New York City Mayor Bill de Blasio at a coronavirus press briefing.

New York City Mayor Bill de Blasio has walked back a widely criticized plan to take funding away from affordable housing. 

His administration is shifting $466M to the Department of Housing Preservation and Development's current fiscal year capital budget, according to a statement from the mayor on Thursday. This fiscal year’s capital investment will now be $1.4B, according to the mayor's office.

“Rebuilding a fairer and better New York City means investing in affordable housing and making our neighborhoods more inclusive,” de Blasio said in a statement. “There’s no surer or more important investment than safe and livable communities, anchored by affordable housing. We’re proud to keep our affordability and preservation goals on track.”

Over his two terms as the city's chief executive, de Blasio has made affordable housing his signature issue, and his administration said its goal to create 300,000 affordable homes by 2026 is still on track. 

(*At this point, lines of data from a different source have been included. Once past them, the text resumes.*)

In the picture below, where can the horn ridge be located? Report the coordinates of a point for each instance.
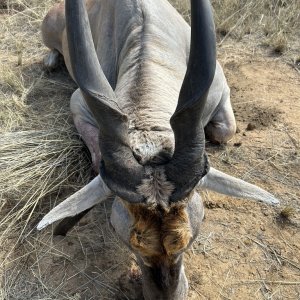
(119, 168)
(189, 162)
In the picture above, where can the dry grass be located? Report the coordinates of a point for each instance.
(273, 23)
(42, 160)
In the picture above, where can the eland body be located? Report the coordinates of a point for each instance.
(150, 90)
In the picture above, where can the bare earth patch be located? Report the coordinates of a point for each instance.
(246, 250)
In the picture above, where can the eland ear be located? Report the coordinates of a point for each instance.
(222, 183)
(84, 199)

Before the pandemic hit, de Blasio's fiscal year 2021 budget included $1.2B for affordable housing. After a $457M cut, the city directed $741M this fiscal year toward building and preserving affordable housing, and the New York City Council approved its $88.2B in June. The reduction, aimed at dealing with the gaping hole the coronavirus blew in the budget, amounted to a 40% cut.

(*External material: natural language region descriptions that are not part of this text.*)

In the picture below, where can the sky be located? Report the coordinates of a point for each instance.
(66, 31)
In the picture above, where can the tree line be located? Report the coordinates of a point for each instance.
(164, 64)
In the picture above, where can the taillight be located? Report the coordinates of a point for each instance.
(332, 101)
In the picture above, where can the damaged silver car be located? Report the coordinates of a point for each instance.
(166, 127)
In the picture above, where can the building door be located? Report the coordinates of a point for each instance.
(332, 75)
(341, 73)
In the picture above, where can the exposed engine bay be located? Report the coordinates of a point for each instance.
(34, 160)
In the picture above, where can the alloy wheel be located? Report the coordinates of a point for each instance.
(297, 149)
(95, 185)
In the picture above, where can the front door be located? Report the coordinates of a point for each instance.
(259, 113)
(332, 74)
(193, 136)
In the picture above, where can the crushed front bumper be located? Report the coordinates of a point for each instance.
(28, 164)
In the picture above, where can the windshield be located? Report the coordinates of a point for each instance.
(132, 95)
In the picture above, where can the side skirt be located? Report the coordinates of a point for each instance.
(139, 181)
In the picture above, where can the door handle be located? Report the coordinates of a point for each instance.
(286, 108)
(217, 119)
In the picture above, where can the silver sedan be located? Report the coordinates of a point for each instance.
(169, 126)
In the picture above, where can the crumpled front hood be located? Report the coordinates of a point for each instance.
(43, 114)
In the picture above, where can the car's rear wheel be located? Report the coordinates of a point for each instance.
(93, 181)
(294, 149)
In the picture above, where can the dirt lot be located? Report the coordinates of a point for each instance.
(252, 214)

The move drew criticism from housing advocates and former city officials, who said such cuts were short-sighted and would exacerbate a housing situation that was in crisis before unemployment in the city spiked above 20% (it dropped to 14% in September, according to the New York Department of Labor).

HPD Commissioner Louise Carroll said on a Bisnow webinar in August that the city already hit its goal of creating at least 25,000 affordable housing units by 2020 when the coronavirus hit.

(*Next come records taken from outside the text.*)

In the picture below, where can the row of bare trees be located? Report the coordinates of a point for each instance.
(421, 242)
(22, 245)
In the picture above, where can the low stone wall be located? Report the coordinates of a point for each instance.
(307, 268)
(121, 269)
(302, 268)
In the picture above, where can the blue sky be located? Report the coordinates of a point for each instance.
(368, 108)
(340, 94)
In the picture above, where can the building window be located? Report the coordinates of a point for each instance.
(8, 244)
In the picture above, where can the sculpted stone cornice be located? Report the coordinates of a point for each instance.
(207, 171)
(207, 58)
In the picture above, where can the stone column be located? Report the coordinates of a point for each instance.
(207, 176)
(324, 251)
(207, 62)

Still, affordable housing developer RiseBoro CEO Scott Short told Bisnow at the time that it will result in around 20,000 fewer affordable housing units produced in the city over the next couple of years. Analysis from the New York Housing Conference backed that figure up, and a report from the group this week found the cuts would save just $30M this fiscal year for the city, The Real Deal reported.

"Stable, affordable housing is critical to the health and well-being of New Yorkers, and we are doubling down on our ambitious housing goals," Deputy Mayor for Housing and Economic Development Vicki Been said in a statement. "These funds will maximize our production pipeline, prioritizing new housing for those who are most in need."